A number can be written in a nested form:

$$ \begin{align*} \left(x\right)\_b & = a_0 b^0 + a_1 b^1 + \ldots + a_n b^n \\\ & = a_0 + b\left( a_1 + b\left( a_2 + b\left( a_3 + \ldots + b a_n\right) \right. \ldots \right) \end{align*} $$

with $a_i \in \mathbb{N}_0$ and $a_i < b$, i.e. ${a_i \in \lbrace 0, \ldots, b-1 \rbrace }$.

For a real number, ${x \in \mathbb{R}}$, write

$$ \begin{align*} x & = \sum \limits_{i=0}^{n} a_i b^i + \sum \limits_{i=1}^{\infty} \alpha_i b^{-i} \\\ & = a_n \ldots a_0 \cdot \alpha_1 \alpha_2 \ldots \end{align*} $$
Algorithm: Euclid

Euclid’s algorithm can convert number $x$ in base 10, i.e. $\left(x \right)_{10}$ into another base, $b$, i.e. $\left(x \right)_{b}$.

  1. Input $\left(x \right)_{10}$
  2. Determine the smallest integer $n$ such that ${x < b^{n+1}}$
  3. Let $y=x$. Then for $i=n, \ldots, 0$ $$ \begin{array}{rcl} a_i & = & y \text{ div } b^i \\\ y & = & y \text{ mod } b^i \end{array} $$ which at each steps provides an $a_i$ and updates $y$.
  4. Output as $\left(x \right)\_{b} = a_n a_{n-1} \cdots a_0$
Algorithm: Horner
  1. Input $\left(x \right)_{10}$
  2. Set $i=0$
  3. Let $y=x$. Then while $y>0$ $$ \begin{array}{rcl} a_i & = & y \text{ mod } b \\\ y & = & y \text{ div } b \\\ i & = & i+1 \end{array} $$ which at each steps provides an $a_i$ and updates $y$.
  4. Output as $\left(x \right)_{b} = a_n a_{n-1} \cdots a_0$
Definition: Floating Point Representations

A number may be represented as

$$ x = \sigma \times f \times b^{t-p} $$

where $\sigma$ is the sign of the number, i.e. $\pm 1$, $f$ is the mantissa, $b$ is the base, $t$ is the shifted exponent (where $p$ is the shift required to determine the actual exponent.)

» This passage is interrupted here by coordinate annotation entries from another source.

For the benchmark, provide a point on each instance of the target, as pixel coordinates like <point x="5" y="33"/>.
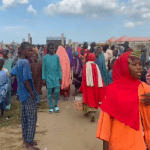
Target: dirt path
<point x="68" y="130"/>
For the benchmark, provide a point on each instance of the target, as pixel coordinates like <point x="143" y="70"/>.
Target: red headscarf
<point x="91" y="57"/>
<point x="121" y="97"/>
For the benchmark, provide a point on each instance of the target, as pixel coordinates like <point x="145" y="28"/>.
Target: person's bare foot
<point x="87" y="114"/>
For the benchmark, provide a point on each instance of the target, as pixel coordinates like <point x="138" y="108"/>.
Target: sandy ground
<point x="68" y="130"/>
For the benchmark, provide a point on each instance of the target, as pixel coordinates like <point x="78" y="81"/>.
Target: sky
<point x="79" y="20"/>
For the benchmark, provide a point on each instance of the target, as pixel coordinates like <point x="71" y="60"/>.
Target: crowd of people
<point x="109" y="78"/>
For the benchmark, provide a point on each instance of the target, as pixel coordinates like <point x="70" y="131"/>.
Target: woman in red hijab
<point x="124" y="122"/>
<point x="92" y="84"/>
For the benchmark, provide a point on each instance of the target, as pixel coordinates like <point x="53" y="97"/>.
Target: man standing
<point x="27" y="95"/>
<point x="52" y="76"/>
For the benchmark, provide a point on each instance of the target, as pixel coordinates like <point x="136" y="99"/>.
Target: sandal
<point x="51" y="111"/>
<point x="56" y="110"/>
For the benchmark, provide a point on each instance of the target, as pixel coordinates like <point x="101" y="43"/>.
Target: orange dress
<point x="122" y="137"/>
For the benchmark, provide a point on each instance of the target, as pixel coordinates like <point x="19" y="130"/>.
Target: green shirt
<point x="51" y="71"/>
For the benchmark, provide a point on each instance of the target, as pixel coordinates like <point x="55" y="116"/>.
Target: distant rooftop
<point x="55" y="38"/>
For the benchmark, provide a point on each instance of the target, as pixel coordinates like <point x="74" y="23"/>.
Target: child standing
<point x="110" y="80"/>
<point x="52" y="76"/>
<point x="36" y="69"/>
<point x="27" y="95"/>
<point x="8" y="64"/>
<point x="4" y="84"/>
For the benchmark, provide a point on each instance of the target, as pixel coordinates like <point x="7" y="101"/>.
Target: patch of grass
<point x="43" y="105"/>
<point x="14" y="114"/>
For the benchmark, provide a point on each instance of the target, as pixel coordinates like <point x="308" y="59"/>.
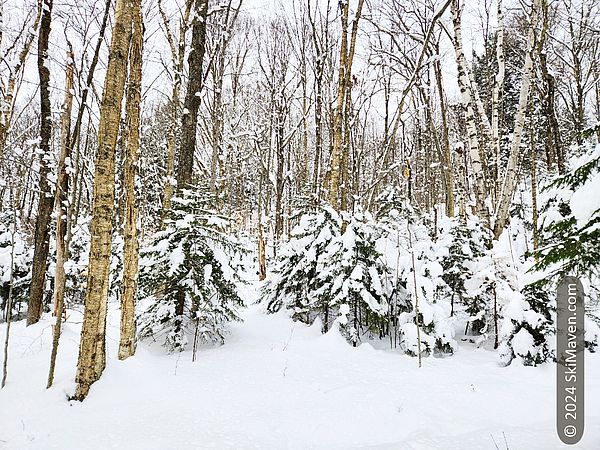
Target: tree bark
<point x="177" y="56"/>
<point x="192" y="96"/>
<point x="92" y="349"/>
<point x="45" y="202"/>
<point x="510" y="177"/>
<point x="467" y="102"/>
<point x="346" y="56"/>
<point x="131" y="244"/>
<point x="61" y="201"/>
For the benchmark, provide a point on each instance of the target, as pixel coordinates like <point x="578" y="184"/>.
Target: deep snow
<point x="276" y="384"/>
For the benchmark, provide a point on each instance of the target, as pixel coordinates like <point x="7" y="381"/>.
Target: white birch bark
<point x="510" y="175"/>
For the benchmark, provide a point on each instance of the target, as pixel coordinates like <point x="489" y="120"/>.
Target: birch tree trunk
<point x="467" y="102"/>
<point x="131" y="244"/>
<point x="177" y="55"/>
<point x="45" y="202"/>
<point x="192" y="96"/>
<point x="61" y="206"/>
<point x="510" y="176"/>
<point x="336" y="173"/>
<point x="92" y="349"/>
<point x="497" y="88"/>
<point x="447" y="155"/>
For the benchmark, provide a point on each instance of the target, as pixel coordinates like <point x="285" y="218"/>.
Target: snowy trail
<point x="276" y="384"/>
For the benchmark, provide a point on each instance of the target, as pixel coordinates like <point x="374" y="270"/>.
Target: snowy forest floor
<point x="276" y="384"/>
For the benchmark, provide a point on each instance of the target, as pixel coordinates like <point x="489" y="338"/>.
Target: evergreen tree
<point x="295" y="283"/>
<point x="528" y="326"/>
<point x="195" y="258"/>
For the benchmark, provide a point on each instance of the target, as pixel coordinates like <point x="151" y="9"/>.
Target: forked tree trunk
<point x="92" y="349"/>
<point x="131" y="250"/>
<point x="62" y="222"/>
<point x="45" y="202"/>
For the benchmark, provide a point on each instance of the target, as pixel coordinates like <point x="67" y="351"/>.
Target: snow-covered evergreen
<point x="188" y="274"/>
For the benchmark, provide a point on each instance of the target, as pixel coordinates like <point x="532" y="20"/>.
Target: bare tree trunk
<point x="447" y="155"/>
<point x="510" y="177"/>
<point x="177" y="55"/>
<point x="534" y="206"/>
<point x="192" y="96"/>
<point x="131" y="244"/>
<point x="61" y="206"/>
<point x="497" y="88"/>
<point x="466" y="100"/>
<point x="45" y="202"/>
<point x="344" y="74"/>
<point x="92" y="349"/>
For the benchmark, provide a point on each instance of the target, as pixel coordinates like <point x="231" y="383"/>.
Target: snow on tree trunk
<point x="92" y="349"/>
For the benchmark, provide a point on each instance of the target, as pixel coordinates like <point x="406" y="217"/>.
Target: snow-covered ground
<point x="276" y="384"/>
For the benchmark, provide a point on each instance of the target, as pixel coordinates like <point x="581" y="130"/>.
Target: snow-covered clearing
<point x="276" y="384"/>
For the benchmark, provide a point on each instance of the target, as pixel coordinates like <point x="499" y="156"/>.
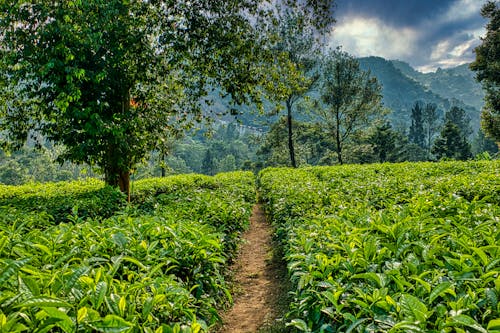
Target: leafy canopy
<point x="487" y="66"/>
<point x="112" y="80"/>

Normalized floating point representations with respect to some base $b$, may store a number $x$ as

$$x= \pm 0 \cdot a_1 \ldots a_k \times b^n$$

where the $a_i \in \lbrace 0, 1, \ldots b-1 \rbrace$ are called the digits, $k$ is the precision and $n$ is the exponent. The set $a_1, \ldots, a_k$ is called the mantissa. Impose that $a_1 \ne 0$, it makes the representation unique.

Alternative conventions may express $x= \pm a_1 \cdot a_2 \ldots a_{k-1} \times b^n$, with $a_1 \ne 0$. Normalization refers to specifying the digits before the decimal place.


Let $x$ and $y$ be two normalized floating point numbers with ${x > y > 0}$ and base ${b=2}$. If there exists integers $p$ and ${q \in \mathbb{N}_0}$ such that

$$2^{-p} \leq 1 - \dfrac{y}{x} \leq 2^{-q}$$

then, at most $p$ and at least $q$ significant bits (i.e. significant figures written in base 2) are lost during subtraction.